Biden, as senator and head of the Senate Judiciary Committee in the late ‘80s and early ‘90s, helped craft plans for the war on drugs, calling for an escalation of what President H.W. Bush had proposed in September 1989: “Quite frankly, the president’s plan is not tough enough, bold enough, or imaginative enough to meet the crisis at hand,” Biden said then.
Flash forward to the 2020 election. Candidate Biden’s justice plan echoed what cannabis advocates had been saying as put forward in the MORE Act: “No one should be incarcerated for drug use alone. Instead, they should be diverted to drug courts and treatment.”
Naturally, cannabis advocates were confused when the newly-elected Biden promptly demoted or fired White House staff for admitting to past cannabis use. Why cling to reefer madness?
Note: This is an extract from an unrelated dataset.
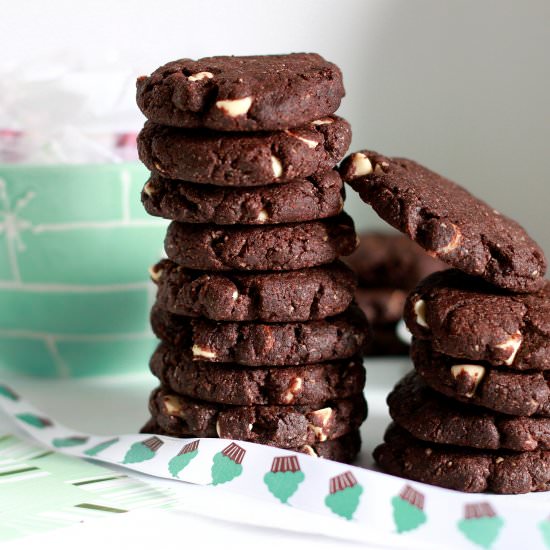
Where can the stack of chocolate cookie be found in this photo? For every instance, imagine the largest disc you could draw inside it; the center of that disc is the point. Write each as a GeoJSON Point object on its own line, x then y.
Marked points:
{"type": "Point", "coordinates": [475, 413]}
{"type": "Point", "coordinates": [260, 338]}
{"type": "Point", "coordinates": [388, 267]}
Legalization Gets New Life
The legalization issue keeps showing up in different ways.
On December 21, 2020, Congress passed a Covid-19 stimulus package that included repealing the prohibition on students with drug convictions from receiving federal financial aid, helping thousands of students get an education.
Then in July 2021, Senate Majority Leader Chuck Schumer (D-NY), Senator Cory Booker (D-NJ) and Senate Finance Committee Chairman Ron Wyden (D-OR) unveiled a draft of a new bill, “Cannabis Administration and Opportunity Act,” a “thoughtful, comprehensive approach” to federal cannabis reform, according to the National Cannabis Roundtable.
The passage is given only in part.